Google signed for space at the massive Northlake 35 Logistics Park developed by Falcon Commercial Development and Clarion Partners in Denton County to support its data center operations. The lease in the small city of Northlake came as the company outlined plans to invest $1 billion in data centers and cloud center infrastructure in Texas.
Nathan Lawrence, a broker at KBC Advisors who leases the property, told Dallas Business Journal the building is now back on the market and fully built out.
“The space is vacant and available now,” Lawrence wrote in an email. “All I have heard is that there was excess capacity.”
CoStar News reported that California-based Google never moved into the space, adding that the company spent millions of dollars outfitting the space. A May 2024 state filing for the project, under the name “Project Beast,” gave an estimated $20.2 million cost.
Falcon Commercial, Google and Clarion Partners did not respond to request for comment.
Google still has extensive data operations in North Texas. It has a data centers in Midlothian and Red Oak, south of Dallas. The subsidiary of Alphabet Inc. (Nasdaq: GOOGL) also signed a lease in October for a 1.1-million-square-foot of space in west Fort Worth for data and cloud infrastructure support. The facility is within the 520-acre Majestic Silver Creek Business Park, at Silver Creek Road directly west of Loop 820.
Cody Gibbs, director of market analytics for CoStar, told DBJ both buildings are similar from an operational standpoint, with the same amount of docks and 40-foot ceiling heights.
“Even from a geographic perspective, the two sites are around 55 miles from Google’s Red Oak campus,” Gibbs wrote in an email.

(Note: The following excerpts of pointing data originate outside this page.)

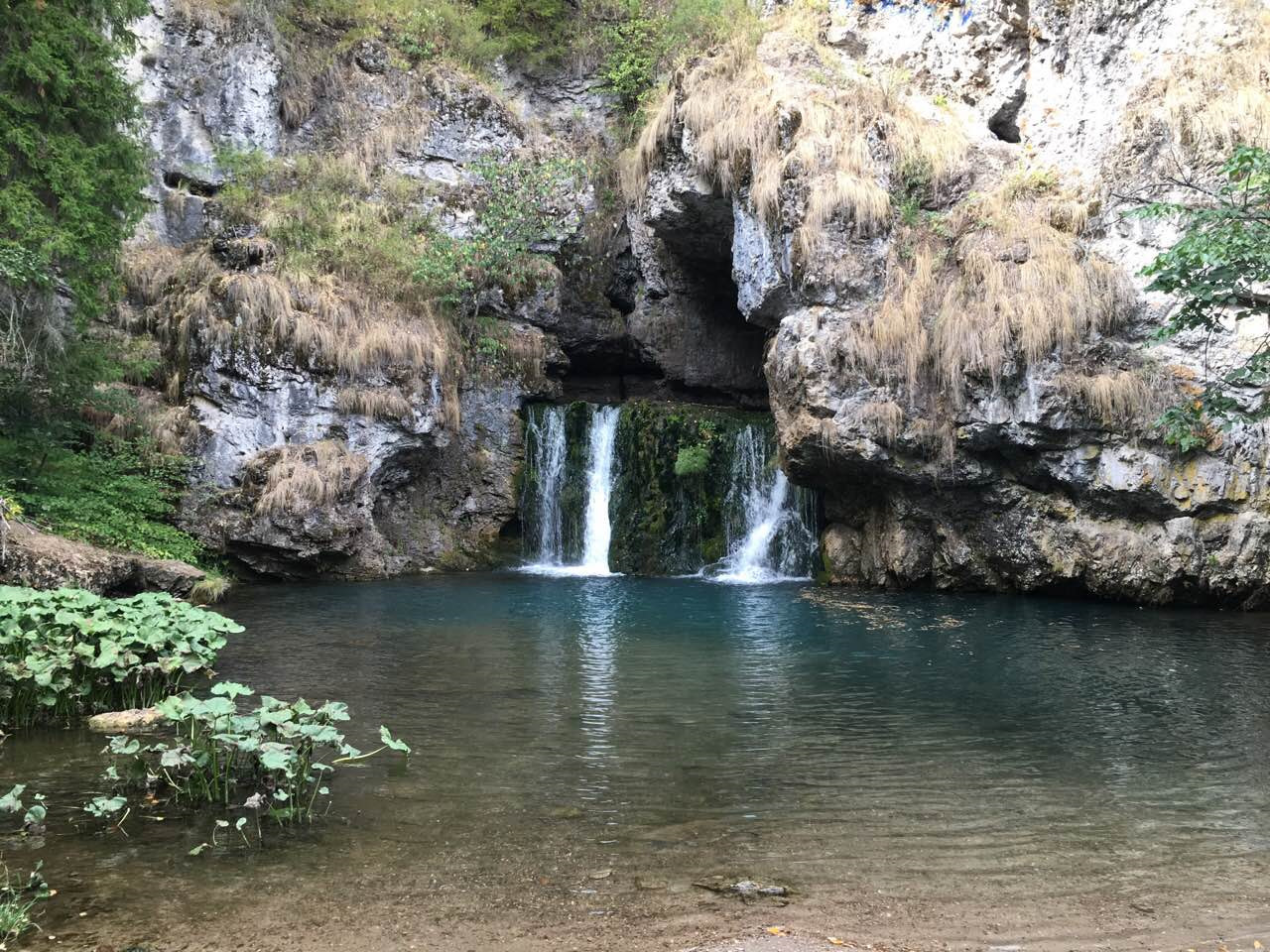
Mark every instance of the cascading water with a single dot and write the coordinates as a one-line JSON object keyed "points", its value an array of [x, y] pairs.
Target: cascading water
{"points": [[771, 534], [661, 489], [545, 489], [548, 443], [599, 484]]}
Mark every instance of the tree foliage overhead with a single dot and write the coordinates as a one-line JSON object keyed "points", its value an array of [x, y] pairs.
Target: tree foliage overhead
{"points": [[71, 172], [1219, 271]]}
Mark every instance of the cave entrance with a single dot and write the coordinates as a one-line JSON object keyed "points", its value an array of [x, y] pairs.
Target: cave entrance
{"points": [[685, 335]]}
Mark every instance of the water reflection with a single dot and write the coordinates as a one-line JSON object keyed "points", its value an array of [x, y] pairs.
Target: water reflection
{"points": [[1010, 751], [595, 613]]}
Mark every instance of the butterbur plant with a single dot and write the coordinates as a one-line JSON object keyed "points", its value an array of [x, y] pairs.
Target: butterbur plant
{"points": [[67, 653], [18, 898], [272, 761]]}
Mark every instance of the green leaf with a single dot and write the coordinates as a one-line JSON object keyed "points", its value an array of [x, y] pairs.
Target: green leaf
{"points": [[393, 743]]}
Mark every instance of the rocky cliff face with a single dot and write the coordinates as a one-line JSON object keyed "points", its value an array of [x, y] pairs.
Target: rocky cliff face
{"points": [[898, 225], [417, 468], [966, 371]]}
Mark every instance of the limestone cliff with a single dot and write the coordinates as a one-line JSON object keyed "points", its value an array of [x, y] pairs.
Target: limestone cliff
{"points": [[928, 203], [901, 226]]}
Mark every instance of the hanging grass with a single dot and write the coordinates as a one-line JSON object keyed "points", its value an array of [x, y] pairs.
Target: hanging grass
{"points": [[67, 654]]}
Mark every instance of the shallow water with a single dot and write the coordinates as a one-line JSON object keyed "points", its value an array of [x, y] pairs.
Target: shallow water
{"points": [[1000, 769]]}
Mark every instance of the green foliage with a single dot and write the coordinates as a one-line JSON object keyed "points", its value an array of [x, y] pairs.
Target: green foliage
{"points": [[67, 653], [327, 217], [32, 816], [70, 180], [653, 37], [119, 493], [693, 461], [1218, 271], [532, 31], [267, 761], [635, 50], [444, 30], [913, 189], [524, 200]]}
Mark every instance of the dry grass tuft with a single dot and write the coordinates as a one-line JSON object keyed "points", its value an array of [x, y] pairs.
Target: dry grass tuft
{"points": [[381, 403], [1119, 399], [190, 303], [209, 590], [310, 476], [1210, 104], [832, 145]]}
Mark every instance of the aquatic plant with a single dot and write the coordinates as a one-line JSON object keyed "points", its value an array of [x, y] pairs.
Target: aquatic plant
{"points": [[18, 898], [67, 653], [268, 761]]}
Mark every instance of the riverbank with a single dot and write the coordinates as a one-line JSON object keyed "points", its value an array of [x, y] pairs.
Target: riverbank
{"points": [[550, 905]]}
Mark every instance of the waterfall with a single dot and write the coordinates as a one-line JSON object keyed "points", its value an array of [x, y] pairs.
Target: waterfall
{"points": [[545, 486], [771, 532], [599, 483], [602, 490], [547, 442]]}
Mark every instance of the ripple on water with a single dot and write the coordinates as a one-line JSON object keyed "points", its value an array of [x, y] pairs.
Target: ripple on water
{"points": [[964, 749]]}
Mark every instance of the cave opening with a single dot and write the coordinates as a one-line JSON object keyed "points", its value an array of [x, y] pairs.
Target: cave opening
{"points": [[684, 334]]}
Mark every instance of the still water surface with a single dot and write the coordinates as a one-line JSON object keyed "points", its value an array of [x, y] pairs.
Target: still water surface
{"points": [[1024, 761]]}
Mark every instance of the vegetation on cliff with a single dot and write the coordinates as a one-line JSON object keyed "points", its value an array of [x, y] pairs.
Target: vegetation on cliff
{"points": [[1219, 271], [75, 453]]}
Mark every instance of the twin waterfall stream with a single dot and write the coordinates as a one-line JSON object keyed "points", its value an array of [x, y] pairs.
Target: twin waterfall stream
{"points": [[575, 477]]}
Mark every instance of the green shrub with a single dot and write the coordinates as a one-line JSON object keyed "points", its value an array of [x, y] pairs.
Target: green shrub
{"points": [[524, 200], [67, 653], [266, 761], [635, 51], [118, 494], [532, 31]]}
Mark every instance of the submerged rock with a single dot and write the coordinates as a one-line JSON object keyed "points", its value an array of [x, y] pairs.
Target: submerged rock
{"points": [[42, 561]]}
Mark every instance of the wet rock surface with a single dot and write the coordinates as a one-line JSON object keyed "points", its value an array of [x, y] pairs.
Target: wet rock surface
{"points": [[42, 561]]}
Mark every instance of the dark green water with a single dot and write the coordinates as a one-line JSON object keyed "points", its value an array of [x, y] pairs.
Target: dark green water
{"points": [[1039, 757]]}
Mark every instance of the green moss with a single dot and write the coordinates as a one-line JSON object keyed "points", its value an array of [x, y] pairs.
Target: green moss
{"points": [[691, 461], [668, 499]]}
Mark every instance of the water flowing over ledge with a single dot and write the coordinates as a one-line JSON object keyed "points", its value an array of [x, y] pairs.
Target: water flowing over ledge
{"points": [[661, 490]]}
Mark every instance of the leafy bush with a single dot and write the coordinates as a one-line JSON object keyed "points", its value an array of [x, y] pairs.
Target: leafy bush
{"points": [[118, 494], [70, 190], [1218, 271], [68, 653], [524, 202], [635, 50], [657, 36], [532, 31], [264, 761]]}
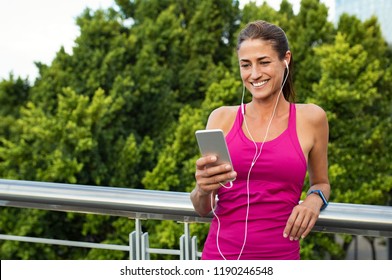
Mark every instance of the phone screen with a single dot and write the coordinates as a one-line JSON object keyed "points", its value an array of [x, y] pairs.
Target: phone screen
{"points": [[212, 142]]}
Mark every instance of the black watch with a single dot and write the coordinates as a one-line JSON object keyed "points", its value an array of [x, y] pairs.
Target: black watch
{"points": [[320, 193]]}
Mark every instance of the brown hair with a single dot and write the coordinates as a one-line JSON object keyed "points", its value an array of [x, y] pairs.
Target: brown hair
{"points": [[276, 36]]}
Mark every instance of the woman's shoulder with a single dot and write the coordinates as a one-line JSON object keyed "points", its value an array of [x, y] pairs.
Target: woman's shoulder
{"points": [[222, 117], [311, 113]]}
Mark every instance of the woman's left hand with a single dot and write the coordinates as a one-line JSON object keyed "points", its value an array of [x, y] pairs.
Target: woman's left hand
{"points": [[302, 218]]}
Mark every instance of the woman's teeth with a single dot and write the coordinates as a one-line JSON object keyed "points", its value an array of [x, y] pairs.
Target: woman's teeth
{"points": [[260, 83]]}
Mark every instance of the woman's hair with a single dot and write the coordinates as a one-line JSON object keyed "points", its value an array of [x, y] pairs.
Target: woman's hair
{"points": [[275, 35]]}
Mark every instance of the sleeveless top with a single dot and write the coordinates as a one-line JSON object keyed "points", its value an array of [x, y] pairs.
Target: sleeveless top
{"points": [[275, 187]]}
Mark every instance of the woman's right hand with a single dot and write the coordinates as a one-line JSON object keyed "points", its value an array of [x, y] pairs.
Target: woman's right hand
{"points": [[210, 177]]}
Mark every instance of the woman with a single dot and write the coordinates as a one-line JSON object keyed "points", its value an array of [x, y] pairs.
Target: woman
{"points": [[273, 143]]}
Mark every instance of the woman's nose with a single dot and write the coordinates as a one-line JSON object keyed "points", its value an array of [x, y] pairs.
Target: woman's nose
{"points": [[256, 72]]}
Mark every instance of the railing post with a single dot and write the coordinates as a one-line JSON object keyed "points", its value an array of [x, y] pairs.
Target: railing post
{"points": [[194, 248], [145, 245], [135, 241]]}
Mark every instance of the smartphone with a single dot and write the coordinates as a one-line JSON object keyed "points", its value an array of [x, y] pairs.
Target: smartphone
{"points": [[212, 142]]}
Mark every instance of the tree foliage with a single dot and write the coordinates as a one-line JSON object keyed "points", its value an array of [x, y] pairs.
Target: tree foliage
{"points": [[122, 108]]}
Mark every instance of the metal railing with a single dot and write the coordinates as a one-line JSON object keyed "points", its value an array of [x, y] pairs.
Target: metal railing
{"points": [[355, 219]]}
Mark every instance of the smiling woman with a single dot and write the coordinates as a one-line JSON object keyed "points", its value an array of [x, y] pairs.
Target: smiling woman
{"points": [[273, 142]]}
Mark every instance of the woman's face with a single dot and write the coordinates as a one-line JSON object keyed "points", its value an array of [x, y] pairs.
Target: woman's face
{"points": [[261, 70]]}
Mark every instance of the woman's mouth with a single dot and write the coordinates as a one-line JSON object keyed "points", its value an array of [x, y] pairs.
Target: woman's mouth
{"points": [[259, 84]]}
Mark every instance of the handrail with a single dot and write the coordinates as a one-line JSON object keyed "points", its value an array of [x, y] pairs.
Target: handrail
{"points": [[357, 219]]}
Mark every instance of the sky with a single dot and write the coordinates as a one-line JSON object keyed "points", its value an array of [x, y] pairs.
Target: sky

The new vacancy at Northlake 35 Logistics Park adds to a glut of vacant million-square-foot spaces in the region. These available spaces now total about 7 million square feet, and all have been constructed in the past three years, Gibbs said. Of the 31.2 million square feet worth of space in this size range delivered since 2022, more than 30% is still on the market, according to the CoStar researcher.